If we return to The Problem of Pain, Lewis helps us see how richly God loves us. He says, “But God wills our good, and our good is to love Him (with that responsive love proper to creatures) and to love Him we must know Him: and if we know Him, we shall in fact fall on our faces. If we do not, that only shows that what we are trying to love is not yet God—though it may be the nearest approximation to God which our thought and fantasy can attain. Yet the call is not only to prostration and awe; it is to a reflection of the Divine life, a creaturely participation in the Divine attributes which is far beyond our present desires. We are bidden to ‘put on Christ’, to become like God. That is, whether we like it or not, God intends to give us what we need, not what we now think we want. Once more, we are embarrassed by the intolerable compliment, by too much love, not too little” (chapter 3).
This reminds me of Ephesians 1:7-10: “In him we have redemption through his blood, the forgiveness of our trespasses, according to the riches of his grace, which he lavished upon us, in all wisdom and insight making known to us the mystery of his will, according to his purpose, which he set forth in Christ as a plan for the fullness of time, to unite all things in him, things in heaven and things on earth.”

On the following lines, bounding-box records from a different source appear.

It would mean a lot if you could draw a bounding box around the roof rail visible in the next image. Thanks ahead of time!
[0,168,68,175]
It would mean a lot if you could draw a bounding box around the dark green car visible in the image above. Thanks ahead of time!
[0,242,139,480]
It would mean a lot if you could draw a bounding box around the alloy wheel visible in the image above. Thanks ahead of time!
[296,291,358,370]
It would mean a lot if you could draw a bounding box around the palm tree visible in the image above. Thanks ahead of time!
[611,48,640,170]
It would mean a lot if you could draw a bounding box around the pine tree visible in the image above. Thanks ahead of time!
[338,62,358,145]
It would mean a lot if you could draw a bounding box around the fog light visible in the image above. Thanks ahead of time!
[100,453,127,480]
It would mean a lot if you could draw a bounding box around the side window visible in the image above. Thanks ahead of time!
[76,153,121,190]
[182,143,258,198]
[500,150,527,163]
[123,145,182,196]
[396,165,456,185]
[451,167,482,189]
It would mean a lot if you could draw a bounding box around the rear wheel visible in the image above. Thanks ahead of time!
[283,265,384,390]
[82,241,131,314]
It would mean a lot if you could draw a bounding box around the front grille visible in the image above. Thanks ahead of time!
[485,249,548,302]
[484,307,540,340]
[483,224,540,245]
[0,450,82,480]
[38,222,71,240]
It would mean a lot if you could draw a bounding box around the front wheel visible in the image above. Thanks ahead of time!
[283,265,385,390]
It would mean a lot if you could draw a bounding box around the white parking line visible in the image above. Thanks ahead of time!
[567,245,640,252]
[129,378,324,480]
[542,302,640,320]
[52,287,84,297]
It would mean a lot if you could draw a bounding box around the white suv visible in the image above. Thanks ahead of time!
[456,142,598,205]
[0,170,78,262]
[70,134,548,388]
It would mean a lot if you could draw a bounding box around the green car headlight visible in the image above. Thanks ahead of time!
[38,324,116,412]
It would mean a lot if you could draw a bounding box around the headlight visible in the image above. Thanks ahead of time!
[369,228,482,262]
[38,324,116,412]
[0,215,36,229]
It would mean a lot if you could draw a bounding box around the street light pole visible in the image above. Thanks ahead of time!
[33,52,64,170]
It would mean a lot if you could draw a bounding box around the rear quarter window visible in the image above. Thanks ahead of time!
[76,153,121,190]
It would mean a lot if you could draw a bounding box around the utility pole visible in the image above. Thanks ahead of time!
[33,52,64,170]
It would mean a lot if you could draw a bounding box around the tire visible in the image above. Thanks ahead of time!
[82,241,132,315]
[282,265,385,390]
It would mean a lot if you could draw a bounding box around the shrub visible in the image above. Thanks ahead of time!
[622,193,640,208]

Oh, and what a love that Jesus laid down the riches in heaven, as Philippians 2 tells us, in order to become the paradox of fully God and fully human, incarnate to show us this love. In The World’s Last Night, Lewis says, “A generation which has accepted the curvature of space need not boggle at the impossibility of imagining the consciousness of incarnate God. In that consciousness the temporal and the timeless were united. I think we can acquiesce in mystery at that point, provided we do not aggravate it by our tendency to picture the timeless life of God as, simply, another sort of time. We are committing that blunder whenever we ask how Christ could be at the same moment ignorant and omniscient, or how he could be the God who neither slumbers nor sleeps while he slept” (chapter 7).
May we experience the love of Christ, in his Incarnation, in the cross, and in his resurrection, this Advent season.